In this post we will see how to efficiently delete all rows in an Azure Table Storage using the new(ish) Azure.Data.Tables SDK. We’ll try to optimize for speed while also being mindful about the memory.
Note: When deleting a lot of data from Azure Table Storage usually the fastest way is to just drop the whole table. However, we cannot be sure when exactly we’re able to create a new table with the same name since it can take up to a minute or even longer for Azure to actually get rid of the table.

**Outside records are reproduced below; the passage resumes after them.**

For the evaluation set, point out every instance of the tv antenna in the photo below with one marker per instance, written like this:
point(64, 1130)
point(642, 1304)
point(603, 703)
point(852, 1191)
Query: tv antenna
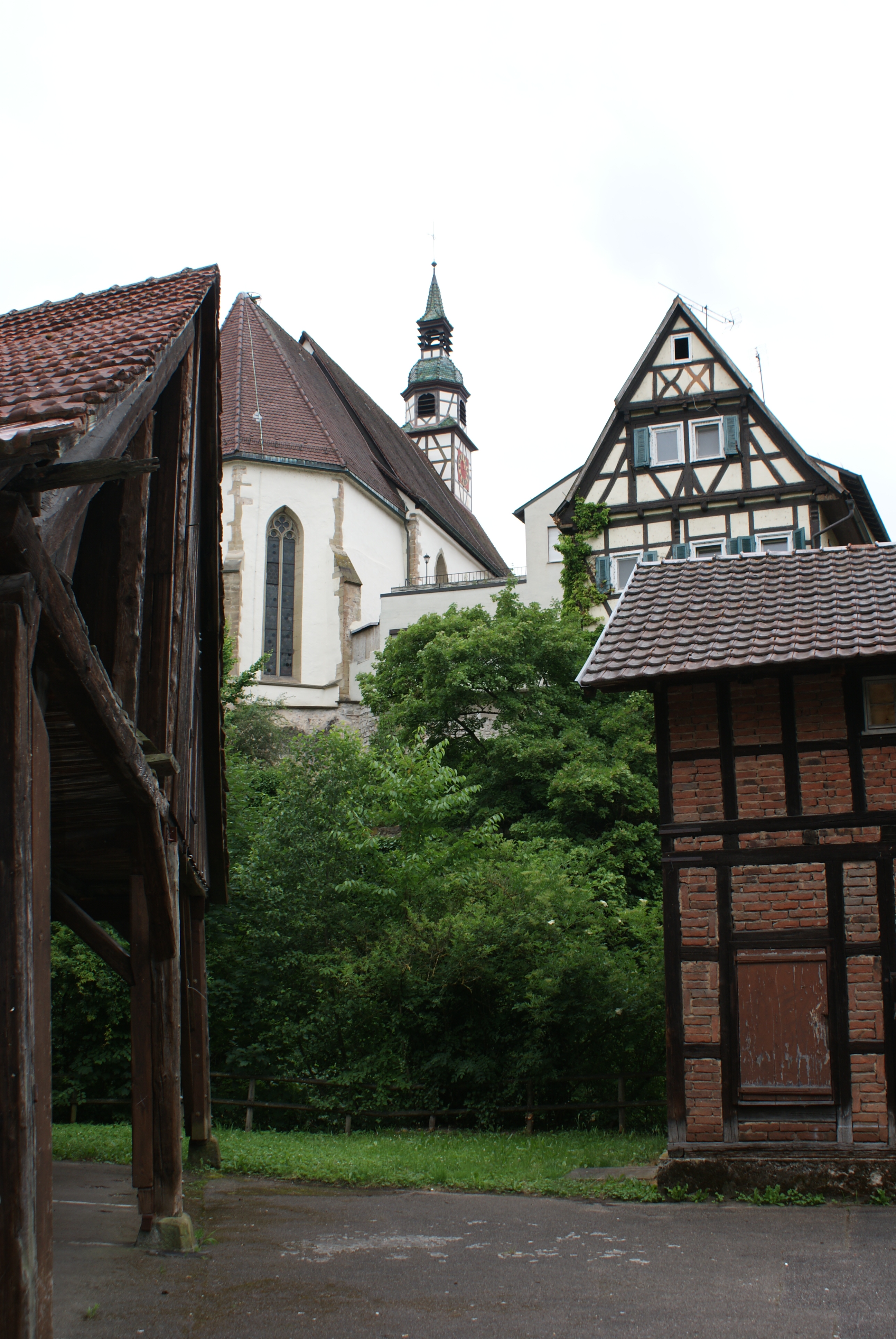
point(761, 381)
point(701, 307)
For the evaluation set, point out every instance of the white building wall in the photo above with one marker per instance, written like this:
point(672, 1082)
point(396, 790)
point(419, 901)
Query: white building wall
point(543, 574)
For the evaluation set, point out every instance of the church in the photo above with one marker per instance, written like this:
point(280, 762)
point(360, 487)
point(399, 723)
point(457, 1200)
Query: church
point(693, 464)
point(341, 527)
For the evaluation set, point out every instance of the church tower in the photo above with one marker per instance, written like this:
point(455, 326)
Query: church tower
point(436, 401)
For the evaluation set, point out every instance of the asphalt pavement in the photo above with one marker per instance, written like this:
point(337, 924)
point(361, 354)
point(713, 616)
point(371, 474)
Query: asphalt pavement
point(282, 1259)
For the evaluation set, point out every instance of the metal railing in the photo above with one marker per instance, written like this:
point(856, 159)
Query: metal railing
point(480, 578)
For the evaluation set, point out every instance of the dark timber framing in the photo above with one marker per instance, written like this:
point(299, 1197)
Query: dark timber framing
point(832, 839)
point(110, 619)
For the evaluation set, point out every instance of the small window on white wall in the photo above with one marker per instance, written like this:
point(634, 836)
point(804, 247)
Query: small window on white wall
point(666, 444)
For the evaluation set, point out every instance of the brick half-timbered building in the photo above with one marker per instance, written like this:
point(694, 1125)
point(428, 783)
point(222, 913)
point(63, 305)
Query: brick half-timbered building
point(693, 462)
point(775, 687)
point(112, 785)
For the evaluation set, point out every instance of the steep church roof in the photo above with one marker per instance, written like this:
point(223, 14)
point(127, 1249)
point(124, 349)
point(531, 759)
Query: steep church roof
point(312, 413)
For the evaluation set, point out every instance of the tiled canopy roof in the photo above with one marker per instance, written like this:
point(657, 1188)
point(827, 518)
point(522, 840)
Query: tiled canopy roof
point(718, 614)
point(312, 413)
point(65, 365)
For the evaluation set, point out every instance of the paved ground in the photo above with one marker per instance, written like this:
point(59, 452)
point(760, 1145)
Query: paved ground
point(291, 1260)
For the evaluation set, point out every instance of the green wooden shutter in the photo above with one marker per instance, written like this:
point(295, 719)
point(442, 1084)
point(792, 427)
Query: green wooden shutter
point(642, 448)
point(732, 434)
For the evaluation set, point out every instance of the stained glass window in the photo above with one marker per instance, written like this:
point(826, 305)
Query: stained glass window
point(280, 595)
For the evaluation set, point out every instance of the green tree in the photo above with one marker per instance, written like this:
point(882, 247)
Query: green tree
point(499, 691)
point(381, 932)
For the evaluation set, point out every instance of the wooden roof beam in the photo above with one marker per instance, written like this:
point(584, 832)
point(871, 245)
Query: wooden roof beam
point(89, 697)
point(67, 911)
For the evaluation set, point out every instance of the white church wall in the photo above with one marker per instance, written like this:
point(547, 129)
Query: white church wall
point(543, 563)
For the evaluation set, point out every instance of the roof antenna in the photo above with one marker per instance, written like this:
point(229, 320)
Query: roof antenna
point(761, 382)
point(258, 408)
point(701, 307)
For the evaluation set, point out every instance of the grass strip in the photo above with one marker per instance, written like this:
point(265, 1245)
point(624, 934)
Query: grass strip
point(520, 1164)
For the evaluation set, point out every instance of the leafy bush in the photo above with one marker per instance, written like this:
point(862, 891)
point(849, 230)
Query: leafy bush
point(378, 932)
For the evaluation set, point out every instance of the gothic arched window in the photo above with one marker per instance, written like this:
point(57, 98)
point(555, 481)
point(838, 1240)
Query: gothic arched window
point(282, 570)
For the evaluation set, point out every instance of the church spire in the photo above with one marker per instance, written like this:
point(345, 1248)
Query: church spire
point(435, 326)
point(436, 401)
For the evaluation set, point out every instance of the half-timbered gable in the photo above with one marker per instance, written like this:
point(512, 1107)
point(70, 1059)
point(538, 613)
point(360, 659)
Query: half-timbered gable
point(775, 689)
point(112, 785)
point(693, 464)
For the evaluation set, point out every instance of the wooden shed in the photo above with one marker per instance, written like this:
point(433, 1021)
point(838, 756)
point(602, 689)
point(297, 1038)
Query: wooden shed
point(112, 785)
point(775, 687)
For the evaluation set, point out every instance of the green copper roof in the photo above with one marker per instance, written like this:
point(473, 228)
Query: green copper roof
point(435, 370)
point(435, 308)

I created two extension methods for the SDK’s TableClient to make it comfortable reusing the code. First off, we need to query all rows assuming we don’t know all PartitionKey & RowKey combinations in the table already. With each call to the Storage Account we request the maximum of 1000 entities per page. We also only need the PartitionKey and RowKey for each entity, so we’ll filter the query accordingly by passing a list of column names as the select parameter.

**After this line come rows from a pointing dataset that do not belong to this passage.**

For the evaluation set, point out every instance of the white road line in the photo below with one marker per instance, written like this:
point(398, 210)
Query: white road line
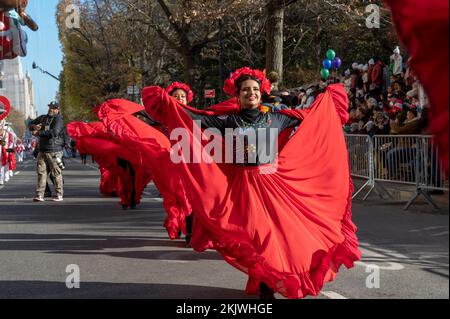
point(332, 295)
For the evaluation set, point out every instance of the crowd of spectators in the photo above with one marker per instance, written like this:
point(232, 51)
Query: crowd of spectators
point(383, 98)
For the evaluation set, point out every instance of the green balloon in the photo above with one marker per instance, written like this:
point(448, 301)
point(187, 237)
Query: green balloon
point(325, 73)
point(331, 54)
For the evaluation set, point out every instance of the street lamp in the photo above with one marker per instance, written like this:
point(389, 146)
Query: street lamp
point(35, 66)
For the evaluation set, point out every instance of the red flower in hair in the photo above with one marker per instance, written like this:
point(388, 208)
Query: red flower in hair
point(181, 86)
point(230, 84)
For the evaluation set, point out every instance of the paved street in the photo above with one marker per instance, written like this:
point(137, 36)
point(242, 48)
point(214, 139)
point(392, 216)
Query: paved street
point(127, 254)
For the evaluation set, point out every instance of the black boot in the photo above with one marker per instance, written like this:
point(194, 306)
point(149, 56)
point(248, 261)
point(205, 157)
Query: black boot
point(189, 224)
point(265, 292)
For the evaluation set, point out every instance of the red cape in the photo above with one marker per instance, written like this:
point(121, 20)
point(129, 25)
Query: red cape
point(257, 218)
point(423, 27)
point(94, 139)
point(153, 148)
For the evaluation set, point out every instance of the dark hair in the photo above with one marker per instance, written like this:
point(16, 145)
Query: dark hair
point(273, 77)
point(244, 78)
point(413, 111)
point(176, 89)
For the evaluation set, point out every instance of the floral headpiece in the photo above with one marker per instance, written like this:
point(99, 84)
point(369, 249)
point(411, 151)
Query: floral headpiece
point(230, 84)
point(181, 86)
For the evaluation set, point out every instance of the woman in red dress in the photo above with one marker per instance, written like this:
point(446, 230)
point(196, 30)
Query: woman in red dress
point(285, 220)
point(147, 140)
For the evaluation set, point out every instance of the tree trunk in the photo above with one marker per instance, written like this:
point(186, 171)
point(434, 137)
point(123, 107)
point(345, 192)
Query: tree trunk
point(188, 65)
point(274, 39)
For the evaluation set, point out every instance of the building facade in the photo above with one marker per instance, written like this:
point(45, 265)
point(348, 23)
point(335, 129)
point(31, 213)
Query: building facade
point(17, 87)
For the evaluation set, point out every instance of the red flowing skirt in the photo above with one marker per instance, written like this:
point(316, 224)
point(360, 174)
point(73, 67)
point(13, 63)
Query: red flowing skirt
point(153, 147)
point(287, 224)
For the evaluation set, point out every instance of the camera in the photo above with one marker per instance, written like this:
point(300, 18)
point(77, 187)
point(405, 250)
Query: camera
point(59, 162)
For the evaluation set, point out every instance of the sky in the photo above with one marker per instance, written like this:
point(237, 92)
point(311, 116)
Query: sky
point(44, 49)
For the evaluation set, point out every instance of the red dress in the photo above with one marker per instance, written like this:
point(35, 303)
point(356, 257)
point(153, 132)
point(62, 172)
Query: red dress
point(94, 139)
point(287, 225)
point(153, 148)
point(422, 25)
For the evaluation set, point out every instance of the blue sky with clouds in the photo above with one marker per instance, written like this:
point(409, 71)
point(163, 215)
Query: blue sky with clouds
point(43, 48)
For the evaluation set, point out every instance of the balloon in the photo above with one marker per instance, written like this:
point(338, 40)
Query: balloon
point(331, 54)
point(325, 73)
point(337, 62)
point(327, 64)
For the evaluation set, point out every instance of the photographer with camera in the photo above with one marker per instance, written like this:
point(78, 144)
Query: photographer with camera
point(50, 131)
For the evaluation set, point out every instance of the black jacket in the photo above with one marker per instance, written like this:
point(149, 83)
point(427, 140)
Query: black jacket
point(262, 124)
point(51, 136)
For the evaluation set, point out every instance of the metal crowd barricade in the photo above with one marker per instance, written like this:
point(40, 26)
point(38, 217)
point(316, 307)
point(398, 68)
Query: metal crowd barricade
point(403, 159)
point(360, 154)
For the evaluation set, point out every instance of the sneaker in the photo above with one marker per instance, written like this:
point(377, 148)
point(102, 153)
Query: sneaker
point(58, 198)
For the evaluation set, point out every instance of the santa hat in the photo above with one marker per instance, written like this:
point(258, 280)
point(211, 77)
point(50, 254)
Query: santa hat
point(398, 107)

Knowing that Azure will return all rows sorted by PartionKey + RowKey we can directly go ahead and delete each page before we request the next one. To do this the ForEachAwaitAsync() extension from the System.Linq.Async NuGet package comes in handy.
The batch processing of our entities is being handled in the second extension method. From a list of entites it creates batches of up to 100 rows while making sure only to group entities with the same PartitionKey to not violate the API requirements.
You can easily copy these methods into your code or make use of the Azure.Data.Tables Extensions package I’ve created which has a few more handy methods just like these.